# rds-monitoring

Part of **RDS**

<!-- intent-backlink:auto -->

> 💡 **Path Selection**: This skill is one implementation path for the following routing skills. If you're unsure which path to take, check the corresponding routing skill:

> - [Optimize database performance using diagnostic tools](../../intent/rds-optimize-performance/SKILL.md)
> - [Monitor and analyze database performance metrics](../../intent/rds-monitor-performance/SKILL.md)
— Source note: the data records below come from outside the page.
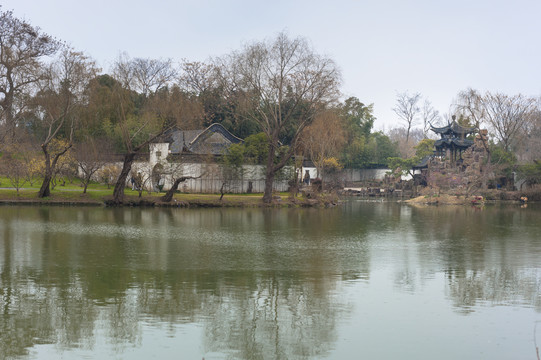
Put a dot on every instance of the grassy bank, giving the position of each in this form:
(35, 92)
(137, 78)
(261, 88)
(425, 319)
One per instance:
(99, 195)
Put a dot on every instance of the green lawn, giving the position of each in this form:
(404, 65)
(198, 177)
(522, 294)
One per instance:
(72, 192)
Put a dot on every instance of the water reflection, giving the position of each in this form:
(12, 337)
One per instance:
(259, 282)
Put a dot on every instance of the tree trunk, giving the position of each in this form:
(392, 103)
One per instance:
(118, 192)
(269, 180)
(45, 190)
(169, 194)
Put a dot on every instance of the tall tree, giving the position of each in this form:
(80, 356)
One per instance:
(507, 117)
(323, 138)
(22, 46)
(59, 105)
(146, 76)
(146, 109)
(429, 115)
(408, 110)
(285, 85)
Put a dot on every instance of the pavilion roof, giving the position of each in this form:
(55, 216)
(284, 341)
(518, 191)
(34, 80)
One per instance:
(453, 129)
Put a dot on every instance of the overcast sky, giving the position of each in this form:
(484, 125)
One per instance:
(436, 48)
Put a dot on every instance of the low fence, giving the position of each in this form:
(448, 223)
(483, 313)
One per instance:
(209, 178)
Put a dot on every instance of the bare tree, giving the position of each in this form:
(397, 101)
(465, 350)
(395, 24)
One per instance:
(430, 116)
(323, 138)
(285, 84)
(22, 46)
(146, 76)
(505, 116)
(58, 107)
(508, 116)
(91, 156)
(408, 110)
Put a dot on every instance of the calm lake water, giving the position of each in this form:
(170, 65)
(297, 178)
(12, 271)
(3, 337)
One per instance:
(366, 280)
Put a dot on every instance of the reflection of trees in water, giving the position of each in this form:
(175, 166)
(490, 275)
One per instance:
(256, 295)
(495, 286)
(488, 255)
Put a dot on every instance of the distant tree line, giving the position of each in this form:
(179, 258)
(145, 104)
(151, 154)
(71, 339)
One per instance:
(59, 112)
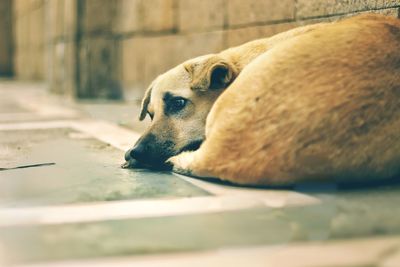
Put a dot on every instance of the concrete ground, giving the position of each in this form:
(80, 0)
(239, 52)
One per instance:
(64, 201)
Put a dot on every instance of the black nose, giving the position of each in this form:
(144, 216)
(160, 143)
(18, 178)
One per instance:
(128, 155)
(137, 152)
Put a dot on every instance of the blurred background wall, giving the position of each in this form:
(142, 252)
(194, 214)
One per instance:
(114, 48)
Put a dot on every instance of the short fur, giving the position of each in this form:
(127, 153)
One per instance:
(323, 106)
(201, 81)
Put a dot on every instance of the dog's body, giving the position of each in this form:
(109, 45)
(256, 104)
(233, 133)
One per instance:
(322, 104)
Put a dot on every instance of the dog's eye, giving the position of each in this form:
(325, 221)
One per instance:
(177, 104)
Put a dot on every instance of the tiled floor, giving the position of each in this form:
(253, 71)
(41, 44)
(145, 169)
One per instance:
(82, 209)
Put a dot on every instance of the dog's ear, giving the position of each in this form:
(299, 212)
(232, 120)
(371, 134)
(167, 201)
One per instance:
(213, 73)
(145, 102)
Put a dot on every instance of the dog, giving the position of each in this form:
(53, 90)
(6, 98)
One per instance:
(179, 100)
(322, 104)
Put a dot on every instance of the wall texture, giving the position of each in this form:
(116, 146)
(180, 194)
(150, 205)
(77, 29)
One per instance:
(6, 40)
(107, 49)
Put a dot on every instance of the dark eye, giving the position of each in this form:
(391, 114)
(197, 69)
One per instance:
(177, 104)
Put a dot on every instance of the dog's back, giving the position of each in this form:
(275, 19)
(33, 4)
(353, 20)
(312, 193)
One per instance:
(324, 105)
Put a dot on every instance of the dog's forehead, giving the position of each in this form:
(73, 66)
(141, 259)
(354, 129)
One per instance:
(176, 80)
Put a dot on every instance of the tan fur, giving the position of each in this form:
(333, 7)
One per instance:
(201, 81)
(322, 105)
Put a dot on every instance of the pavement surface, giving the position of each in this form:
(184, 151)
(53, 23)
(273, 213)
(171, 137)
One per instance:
(65, 201)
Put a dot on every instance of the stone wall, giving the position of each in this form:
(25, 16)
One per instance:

# ApsaraDB RDS Monitoring and Alerts

## Capabilities Overview

| Sub-capability | Calling Mode | Description |
|--------|----------|------|
| Monitoring Metrics | Synchronous | Query available and enabled enhanced monitoring metrics for instances. |
| Monitoring Frequency | Synchronous | Modify and query monitoring frequency settings for instances. |
| Query Available Metrics | Synchronous | Get a list of metrics available for monitoring RDS instances. |
| Query Instance Performance | Synchronous | Retrieve performance parameters and metrics for RDS instances. |
| Query Monitoring Data | Synchronous | Fetch detailed monitoring data for RDS instances. |
| Query Slow Logs | Synchronous | Retrieve and analyze slow query logs to identify performance issues. |
| Query Error Logs | Synchronous | Retrieve database error logs for troubleshooting. |
| Manage SQL Audit | Synchronous | Enable/disable SQL collection and manage retention policies. |
| Query SQL Logs | Synchronous | Access SQL audit logs and log files. |

## API Calling Mode

### Authentication
The primary authentication method is bearer token authentication using Alibaba Cloud API credentials.

- **Header format**: `Authorization: Bearer <your_api_key>`
- **Environment variable**: `ALIYUN_API_KEY`
- While other authentication methods exist (such as AccessKey ID/Secret with signature), bearer token authentication is recommended for simplicity and consistency across endpoints.

### Service Endpoint
The APIs use region-specific endpoints following this pattern:

`https://rds.{region}.aliyuncs.com`

Common regions include:
- `cn-hangzhou` (China Hangzhou)
- `cn-shanghai` (China Shanghai) 
- `cn-beijing` (China Beijing)

For international regions, use `https://rds.aliyuncs.com` as the base endpoint.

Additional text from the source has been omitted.